1024:用意をしておいてもらおう。
「んじゃ、言われた通り場所は用意しときましたんで、そっちに行きましょう」
「うむ」
エドワードさんが木の枝にぶら下げていた明かりを持って歩いていくので、付いていく事にする。
必要な情報は一通り聞いてるって感じかな?
しかし場所の用意って何をしたんだろう。
ゆっくり歩いたし寄り道というか立ち止まってたりもしたけど、そんなには時間は無かったよね。
とりあえず広めの場所を確保しておいたってだけかな?
……ん?
エドワードさんの後ろをついて少し進むと、暗闇の中に何やらぼんやり大きいものが見えてきた。
家ではないだろうけど、なんだろう。
「うむ、これなら大丈夫だろう」
「ちと強度が心配ですが、ぶつかりさえしなきゃ大丈夫でしょう」
……いや、アリア様が見てから今までの時間で、なんでこんな足場が建設できるんだ?
三階建て…… いや、足場一フロアで次の階層に上ってるんだから二階建て?
まぁそこはどうでも良いんだけど。
なんか建物に寄り添って作られてないから凄くバランスが悪そうに見えるけど、下をきっちり補強してあるっぽいから大丈夫なのか。
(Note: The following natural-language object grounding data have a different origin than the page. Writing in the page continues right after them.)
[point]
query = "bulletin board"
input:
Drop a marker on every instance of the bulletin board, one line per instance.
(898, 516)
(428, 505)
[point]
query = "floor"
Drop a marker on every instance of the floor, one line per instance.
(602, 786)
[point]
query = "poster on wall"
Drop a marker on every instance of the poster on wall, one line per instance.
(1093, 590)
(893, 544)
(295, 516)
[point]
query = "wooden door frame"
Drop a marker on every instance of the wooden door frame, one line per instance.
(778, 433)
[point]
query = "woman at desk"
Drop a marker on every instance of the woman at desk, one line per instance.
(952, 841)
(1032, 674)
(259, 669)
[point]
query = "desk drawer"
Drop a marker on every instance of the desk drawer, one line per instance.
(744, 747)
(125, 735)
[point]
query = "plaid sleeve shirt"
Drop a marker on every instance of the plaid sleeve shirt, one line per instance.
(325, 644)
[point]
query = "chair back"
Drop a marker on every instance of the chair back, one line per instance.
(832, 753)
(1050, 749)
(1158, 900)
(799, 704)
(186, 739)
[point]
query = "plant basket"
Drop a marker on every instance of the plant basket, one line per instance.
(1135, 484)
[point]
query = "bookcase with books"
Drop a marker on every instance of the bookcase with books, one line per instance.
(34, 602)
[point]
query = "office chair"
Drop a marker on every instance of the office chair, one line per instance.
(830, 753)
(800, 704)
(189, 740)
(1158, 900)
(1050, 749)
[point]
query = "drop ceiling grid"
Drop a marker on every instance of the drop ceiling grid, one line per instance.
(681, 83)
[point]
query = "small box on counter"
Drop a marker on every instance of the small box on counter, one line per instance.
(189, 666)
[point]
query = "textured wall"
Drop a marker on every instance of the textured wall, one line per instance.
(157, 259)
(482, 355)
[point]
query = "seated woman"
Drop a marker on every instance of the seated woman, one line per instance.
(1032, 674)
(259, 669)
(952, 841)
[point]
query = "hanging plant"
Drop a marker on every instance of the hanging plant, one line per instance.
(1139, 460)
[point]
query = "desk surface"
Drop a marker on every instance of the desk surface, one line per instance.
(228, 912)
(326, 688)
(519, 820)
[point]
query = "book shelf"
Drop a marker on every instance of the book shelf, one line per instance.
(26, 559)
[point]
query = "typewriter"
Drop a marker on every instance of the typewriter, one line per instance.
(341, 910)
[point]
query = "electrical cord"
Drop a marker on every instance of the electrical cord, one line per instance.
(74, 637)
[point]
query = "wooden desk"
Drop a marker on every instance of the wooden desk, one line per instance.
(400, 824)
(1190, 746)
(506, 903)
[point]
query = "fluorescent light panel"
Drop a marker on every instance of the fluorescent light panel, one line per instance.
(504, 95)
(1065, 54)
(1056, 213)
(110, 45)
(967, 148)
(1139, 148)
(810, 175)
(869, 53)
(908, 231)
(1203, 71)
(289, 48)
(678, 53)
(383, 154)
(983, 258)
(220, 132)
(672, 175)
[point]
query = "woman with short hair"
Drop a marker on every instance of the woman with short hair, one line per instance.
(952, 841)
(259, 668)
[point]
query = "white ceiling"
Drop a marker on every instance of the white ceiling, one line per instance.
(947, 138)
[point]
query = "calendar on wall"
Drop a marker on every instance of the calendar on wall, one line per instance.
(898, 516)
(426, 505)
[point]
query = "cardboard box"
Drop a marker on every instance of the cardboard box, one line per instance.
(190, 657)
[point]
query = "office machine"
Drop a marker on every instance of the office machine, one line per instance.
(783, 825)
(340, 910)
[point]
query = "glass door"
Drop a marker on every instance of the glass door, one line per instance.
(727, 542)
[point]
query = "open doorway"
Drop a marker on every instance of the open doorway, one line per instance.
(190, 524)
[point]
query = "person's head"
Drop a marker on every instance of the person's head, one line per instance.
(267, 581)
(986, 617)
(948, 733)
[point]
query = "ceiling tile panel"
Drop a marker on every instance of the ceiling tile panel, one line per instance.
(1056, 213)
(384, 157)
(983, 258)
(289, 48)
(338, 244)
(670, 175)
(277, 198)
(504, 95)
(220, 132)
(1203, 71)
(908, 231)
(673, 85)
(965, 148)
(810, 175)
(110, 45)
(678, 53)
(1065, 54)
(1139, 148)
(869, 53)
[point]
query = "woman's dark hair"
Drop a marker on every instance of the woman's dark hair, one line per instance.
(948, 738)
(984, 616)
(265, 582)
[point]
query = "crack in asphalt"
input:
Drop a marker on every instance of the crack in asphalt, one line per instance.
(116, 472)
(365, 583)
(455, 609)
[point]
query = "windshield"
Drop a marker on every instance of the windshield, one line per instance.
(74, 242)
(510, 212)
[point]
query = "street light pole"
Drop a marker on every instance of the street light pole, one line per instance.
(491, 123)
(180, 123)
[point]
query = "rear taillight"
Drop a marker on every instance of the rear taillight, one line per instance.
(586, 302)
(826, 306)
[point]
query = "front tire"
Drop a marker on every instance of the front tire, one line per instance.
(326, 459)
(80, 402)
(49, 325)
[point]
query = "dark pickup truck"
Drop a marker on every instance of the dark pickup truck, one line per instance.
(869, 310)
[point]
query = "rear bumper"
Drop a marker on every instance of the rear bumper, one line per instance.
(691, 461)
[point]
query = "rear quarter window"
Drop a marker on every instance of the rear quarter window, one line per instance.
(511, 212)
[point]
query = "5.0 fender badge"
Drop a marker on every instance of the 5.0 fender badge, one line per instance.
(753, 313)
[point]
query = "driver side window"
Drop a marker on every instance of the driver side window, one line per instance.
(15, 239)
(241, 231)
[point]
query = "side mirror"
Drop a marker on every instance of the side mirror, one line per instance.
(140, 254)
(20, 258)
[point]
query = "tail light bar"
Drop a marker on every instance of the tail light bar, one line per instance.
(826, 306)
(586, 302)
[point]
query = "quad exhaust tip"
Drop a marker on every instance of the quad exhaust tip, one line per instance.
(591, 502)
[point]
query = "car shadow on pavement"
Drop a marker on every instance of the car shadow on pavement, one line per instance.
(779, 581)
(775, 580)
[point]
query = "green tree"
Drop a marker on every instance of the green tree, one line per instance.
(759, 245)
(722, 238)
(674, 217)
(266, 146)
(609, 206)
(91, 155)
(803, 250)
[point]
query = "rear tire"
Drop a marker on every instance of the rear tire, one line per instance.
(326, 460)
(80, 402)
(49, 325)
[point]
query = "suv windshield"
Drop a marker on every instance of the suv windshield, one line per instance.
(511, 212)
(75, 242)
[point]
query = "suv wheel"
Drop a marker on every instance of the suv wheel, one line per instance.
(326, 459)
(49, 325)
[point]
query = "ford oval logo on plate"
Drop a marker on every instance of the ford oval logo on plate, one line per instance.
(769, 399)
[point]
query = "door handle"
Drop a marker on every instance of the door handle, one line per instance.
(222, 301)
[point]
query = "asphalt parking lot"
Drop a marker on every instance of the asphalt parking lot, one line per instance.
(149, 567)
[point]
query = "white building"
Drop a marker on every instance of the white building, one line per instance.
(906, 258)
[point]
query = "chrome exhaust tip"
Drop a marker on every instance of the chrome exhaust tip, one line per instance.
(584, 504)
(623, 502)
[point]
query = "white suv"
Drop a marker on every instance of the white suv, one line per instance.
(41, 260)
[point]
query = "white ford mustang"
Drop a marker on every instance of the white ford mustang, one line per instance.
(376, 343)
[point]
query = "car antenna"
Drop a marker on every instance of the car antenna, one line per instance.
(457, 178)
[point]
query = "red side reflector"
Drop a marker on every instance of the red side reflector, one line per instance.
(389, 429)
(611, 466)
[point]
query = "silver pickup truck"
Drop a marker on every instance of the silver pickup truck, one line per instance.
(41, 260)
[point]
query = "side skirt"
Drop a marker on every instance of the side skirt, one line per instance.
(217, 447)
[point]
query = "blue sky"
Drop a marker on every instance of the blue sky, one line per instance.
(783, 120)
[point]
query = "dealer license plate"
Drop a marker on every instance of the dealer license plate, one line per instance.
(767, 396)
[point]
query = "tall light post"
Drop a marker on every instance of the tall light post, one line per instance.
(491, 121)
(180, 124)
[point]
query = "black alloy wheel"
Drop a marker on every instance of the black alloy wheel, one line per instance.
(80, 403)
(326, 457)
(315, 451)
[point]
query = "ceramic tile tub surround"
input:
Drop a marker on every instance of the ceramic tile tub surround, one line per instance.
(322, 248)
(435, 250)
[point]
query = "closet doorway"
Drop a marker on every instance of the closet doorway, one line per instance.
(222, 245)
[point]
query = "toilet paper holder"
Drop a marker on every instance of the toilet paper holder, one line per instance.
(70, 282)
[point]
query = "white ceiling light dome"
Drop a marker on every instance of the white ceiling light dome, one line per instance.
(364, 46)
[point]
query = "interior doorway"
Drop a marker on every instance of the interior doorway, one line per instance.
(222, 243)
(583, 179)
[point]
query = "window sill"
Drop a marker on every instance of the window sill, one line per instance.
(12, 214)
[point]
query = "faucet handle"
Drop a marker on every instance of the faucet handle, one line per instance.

エドワードさんの言う通り、シャルロットさんがうっかりぶつかったりしたら、間違いなく崩落するだろうけど。
……いや待て、それは『大丈夫』なのか?
まぁ良いか。大丈夫って言ってるし。
あと乗ってる状態で崩れたとしても、なんかこの人たちって無傷でやれやれって言ってるイメージしかないし。